Para que seja concedida a tutela provisória, faz-se necessário que os elementos exigidos pelo Artigo 300 do CPC estejam presentes, pelo que devem ser demonstrados, inequivocamente, a probabilidade do direito alegado e o perigo de dano ou o risco ao resultado útil do processo. Sobre os requisitos legais para a concessão da tutela jurisdicional provisória, baseada em cognição sumária, com o propósito de amenizar os males do tempo e, assim, garantir a efetividade da tutela definitiva, vejamos a lição de Fredie Didier Jr.:
A probabilidade do direito a ser provisoriamente satisfeito/realizado ou acautelado é a plausibilidade de existência desse mesmo direito. O bem conhecido fumus boni iuris (ou fumaça do bom direito). O magistrado precisa avaliar se há "elementos que evidenciem" a probabilidade de ter acontecido o que foi narrado e quais as chances de êxito do demandante. (DIDIER JR., Fredie; BRAGA, Paula S. e OLIVEIRA, Rafael A. de. "Curso de Direito Processual Civil - Vol. 2" - 11ª ed. Salvador. Editora JusPodivm, 2016, p. 608).
Assim, para que a tutela provisória seja concedida, se faz necessária a comprovação das alegações da parte requerente, não restando margem de dúvidas quanto aos argumentos por ela enunciados, a fim de ensejar o convencimento do magistrado. A partir da análise dos autos, é incontroverso que a parte agravada é beneficiária de Contrato de Assistência à Saúde Humana Primus IF, ofertado pela parte agravante, conforme informado pela última no item 2.1 do recurso sob comento.
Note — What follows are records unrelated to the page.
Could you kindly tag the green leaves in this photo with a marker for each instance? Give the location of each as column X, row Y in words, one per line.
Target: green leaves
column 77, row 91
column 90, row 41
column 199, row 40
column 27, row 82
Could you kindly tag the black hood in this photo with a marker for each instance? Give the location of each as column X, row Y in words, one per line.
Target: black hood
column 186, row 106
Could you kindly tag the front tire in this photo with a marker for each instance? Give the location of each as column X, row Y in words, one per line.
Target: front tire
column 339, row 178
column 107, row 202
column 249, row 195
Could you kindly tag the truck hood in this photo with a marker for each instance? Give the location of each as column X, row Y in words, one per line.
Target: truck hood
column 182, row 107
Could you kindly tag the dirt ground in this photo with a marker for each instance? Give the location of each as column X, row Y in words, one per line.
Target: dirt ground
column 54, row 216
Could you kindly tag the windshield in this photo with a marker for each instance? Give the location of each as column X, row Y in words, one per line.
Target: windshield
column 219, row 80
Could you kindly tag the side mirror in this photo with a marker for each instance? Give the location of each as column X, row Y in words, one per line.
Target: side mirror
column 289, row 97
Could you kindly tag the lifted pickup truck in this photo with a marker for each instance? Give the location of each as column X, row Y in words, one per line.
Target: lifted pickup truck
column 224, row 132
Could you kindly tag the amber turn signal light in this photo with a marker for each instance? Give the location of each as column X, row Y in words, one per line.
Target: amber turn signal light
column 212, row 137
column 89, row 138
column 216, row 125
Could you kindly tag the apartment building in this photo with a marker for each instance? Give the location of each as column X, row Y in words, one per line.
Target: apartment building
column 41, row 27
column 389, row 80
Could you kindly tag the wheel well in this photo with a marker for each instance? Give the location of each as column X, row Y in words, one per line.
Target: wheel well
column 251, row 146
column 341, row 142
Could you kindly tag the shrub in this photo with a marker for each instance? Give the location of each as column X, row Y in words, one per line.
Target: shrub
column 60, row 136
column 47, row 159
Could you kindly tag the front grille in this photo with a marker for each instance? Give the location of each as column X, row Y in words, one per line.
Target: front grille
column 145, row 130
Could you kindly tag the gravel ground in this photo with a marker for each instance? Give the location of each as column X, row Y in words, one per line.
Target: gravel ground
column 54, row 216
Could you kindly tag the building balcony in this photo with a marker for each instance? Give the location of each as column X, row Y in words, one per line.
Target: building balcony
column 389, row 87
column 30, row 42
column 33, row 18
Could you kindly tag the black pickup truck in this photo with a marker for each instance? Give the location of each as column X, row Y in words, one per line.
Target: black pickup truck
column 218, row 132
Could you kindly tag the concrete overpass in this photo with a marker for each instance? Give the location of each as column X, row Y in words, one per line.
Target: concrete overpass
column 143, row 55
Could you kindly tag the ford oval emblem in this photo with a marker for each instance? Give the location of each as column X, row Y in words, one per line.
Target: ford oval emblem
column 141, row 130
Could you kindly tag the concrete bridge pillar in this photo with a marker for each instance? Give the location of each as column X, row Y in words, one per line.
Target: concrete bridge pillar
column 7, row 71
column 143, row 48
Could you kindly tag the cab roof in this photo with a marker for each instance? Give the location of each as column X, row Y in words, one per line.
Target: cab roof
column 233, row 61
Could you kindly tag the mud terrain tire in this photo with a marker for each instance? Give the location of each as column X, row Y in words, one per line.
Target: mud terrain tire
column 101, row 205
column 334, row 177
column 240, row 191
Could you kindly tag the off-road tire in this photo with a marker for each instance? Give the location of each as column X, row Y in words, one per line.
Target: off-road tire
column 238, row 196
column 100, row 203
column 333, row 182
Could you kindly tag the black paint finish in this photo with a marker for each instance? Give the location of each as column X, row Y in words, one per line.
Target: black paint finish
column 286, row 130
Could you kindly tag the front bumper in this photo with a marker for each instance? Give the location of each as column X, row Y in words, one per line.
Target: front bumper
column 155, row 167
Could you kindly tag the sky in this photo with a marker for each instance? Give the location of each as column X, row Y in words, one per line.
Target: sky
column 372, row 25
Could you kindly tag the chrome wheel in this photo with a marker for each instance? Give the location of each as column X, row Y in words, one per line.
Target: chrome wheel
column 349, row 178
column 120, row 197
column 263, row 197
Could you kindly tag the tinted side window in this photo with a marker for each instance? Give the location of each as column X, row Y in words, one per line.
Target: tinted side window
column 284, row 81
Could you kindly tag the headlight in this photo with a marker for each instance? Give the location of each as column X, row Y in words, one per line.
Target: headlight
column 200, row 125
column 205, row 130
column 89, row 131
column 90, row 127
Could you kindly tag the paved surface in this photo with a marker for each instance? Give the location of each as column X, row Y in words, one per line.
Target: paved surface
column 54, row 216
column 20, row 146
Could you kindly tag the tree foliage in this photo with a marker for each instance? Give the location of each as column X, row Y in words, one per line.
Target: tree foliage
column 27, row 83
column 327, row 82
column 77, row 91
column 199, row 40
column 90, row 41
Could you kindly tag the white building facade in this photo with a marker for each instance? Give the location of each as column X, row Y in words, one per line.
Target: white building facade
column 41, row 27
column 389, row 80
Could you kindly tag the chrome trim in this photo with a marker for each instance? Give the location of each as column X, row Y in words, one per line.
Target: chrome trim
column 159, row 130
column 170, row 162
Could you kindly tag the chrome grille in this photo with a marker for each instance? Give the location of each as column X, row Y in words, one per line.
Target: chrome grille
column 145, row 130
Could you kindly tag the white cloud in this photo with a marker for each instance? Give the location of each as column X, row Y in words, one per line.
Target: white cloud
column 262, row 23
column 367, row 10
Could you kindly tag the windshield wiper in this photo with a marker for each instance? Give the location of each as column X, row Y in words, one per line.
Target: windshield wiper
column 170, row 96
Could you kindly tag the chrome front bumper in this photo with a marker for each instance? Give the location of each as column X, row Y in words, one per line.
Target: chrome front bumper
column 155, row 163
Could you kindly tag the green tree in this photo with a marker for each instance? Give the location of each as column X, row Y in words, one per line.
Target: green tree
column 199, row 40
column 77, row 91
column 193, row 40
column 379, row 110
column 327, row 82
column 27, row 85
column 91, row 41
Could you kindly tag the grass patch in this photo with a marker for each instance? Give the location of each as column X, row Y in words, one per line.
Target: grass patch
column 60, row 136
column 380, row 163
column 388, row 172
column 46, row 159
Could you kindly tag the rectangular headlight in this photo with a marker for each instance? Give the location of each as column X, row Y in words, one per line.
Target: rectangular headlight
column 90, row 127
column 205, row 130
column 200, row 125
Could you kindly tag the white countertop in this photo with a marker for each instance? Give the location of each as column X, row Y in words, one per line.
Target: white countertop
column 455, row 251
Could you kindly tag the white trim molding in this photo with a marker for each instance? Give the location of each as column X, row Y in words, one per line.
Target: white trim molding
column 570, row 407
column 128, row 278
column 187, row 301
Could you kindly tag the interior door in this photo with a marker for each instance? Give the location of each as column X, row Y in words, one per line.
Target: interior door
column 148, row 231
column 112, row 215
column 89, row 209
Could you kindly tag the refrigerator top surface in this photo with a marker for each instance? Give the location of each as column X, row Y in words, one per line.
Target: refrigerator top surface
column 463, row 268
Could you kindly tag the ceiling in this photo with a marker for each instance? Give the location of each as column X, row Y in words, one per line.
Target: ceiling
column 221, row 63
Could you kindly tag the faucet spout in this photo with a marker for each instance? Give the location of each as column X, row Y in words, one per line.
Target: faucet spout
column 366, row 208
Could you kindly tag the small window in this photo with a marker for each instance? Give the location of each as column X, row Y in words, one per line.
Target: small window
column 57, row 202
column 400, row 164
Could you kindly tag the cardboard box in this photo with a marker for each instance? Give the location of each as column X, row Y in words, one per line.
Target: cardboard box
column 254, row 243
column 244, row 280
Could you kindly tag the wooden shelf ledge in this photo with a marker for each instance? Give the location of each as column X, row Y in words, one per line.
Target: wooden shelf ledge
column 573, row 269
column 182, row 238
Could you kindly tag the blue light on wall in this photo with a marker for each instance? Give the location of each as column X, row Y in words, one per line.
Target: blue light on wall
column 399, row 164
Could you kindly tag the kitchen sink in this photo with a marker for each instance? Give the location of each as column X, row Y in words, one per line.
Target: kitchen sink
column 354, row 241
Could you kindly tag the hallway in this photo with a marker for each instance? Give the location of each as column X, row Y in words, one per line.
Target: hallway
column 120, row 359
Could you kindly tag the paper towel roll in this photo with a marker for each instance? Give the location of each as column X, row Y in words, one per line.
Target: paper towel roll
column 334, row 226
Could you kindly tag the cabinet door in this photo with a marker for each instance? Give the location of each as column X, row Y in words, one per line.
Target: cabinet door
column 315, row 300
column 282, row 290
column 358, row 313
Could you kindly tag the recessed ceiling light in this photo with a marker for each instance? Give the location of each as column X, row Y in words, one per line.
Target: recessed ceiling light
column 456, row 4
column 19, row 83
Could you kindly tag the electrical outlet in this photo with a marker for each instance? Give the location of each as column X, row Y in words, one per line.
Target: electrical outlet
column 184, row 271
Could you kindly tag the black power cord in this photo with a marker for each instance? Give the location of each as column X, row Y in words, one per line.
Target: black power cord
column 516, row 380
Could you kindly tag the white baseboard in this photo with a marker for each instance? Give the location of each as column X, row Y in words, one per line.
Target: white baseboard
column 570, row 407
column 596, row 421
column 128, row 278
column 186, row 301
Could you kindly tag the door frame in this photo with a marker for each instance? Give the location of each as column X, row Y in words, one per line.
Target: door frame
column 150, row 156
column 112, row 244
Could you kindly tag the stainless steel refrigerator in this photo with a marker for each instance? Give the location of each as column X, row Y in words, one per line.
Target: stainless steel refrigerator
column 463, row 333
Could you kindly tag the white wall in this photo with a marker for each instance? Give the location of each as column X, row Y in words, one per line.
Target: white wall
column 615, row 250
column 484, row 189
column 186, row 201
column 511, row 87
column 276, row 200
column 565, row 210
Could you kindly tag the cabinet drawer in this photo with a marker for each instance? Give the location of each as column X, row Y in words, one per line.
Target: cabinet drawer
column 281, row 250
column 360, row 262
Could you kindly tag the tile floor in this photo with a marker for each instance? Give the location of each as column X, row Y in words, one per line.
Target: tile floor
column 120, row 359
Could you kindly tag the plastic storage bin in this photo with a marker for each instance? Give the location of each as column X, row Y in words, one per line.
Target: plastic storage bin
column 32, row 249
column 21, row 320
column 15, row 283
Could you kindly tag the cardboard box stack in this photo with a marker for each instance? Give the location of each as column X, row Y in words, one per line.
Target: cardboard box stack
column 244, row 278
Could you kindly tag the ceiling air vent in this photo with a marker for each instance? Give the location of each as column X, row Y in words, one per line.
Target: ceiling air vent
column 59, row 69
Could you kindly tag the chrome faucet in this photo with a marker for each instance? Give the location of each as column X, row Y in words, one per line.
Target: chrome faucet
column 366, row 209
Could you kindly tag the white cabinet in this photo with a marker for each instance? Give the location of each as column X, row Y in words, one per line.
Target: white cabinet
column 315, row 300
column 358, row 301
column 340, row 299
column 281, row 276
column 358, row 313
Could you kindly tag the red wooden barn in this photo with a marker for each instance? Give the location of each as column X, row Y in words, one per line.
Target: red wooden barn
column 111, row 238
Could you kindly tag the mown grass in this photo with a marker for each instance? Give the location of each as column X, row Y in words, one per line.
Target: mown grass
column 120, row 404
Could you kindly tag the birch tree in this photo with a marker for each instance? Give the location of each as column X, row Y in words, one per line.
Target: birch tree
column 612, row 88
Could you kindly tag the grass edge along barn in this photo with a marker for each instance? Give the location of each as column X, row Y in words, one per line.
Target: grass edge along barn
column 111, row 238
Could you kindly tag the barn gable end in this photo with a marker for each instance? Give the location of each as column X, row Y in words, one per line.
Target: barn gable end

Tem-se, ainda, que a administração dos medicamentos Mabthera 500 mg/ml, Difenidramina 50 mg/ml, Dexametasona 10 mg/2,5 inj e Dipirona Sódica 1g/2ml, acompanhada de material para procedimento é a opção terapêutica indicada para o tratamento seguro da enfermidade acometida à parte agravada, mais eficaz e com poucos efeitos colaterais, e em conformidade com o laudo médio acostado aos autos, nos termos seguintes:
“Após suspeita diagnóstica, paciente foi tratado de acordo com o preconizado pela evidência científica atual (2), tendo sido utilizada metilprednisolona na dose total de 5 gramas e imunoglobulina humana endovenosa na dose de 2g/kg (total = 100 gramas). A paciente evoluiu com refratariedade a terapia preconizada. A recomendação nesses casos é a utilização da medicação Rituximab na dose 1 grama com intervalo de 15 dias entre as doses (dose total 2 gramas – 4 frascos de 500mg de Rituximab). O tratamento dessa condição é urgente e indispensável, já que se trata de doença grave com risco de morte e grande capacidade de gerar sequela neurológico (sic).”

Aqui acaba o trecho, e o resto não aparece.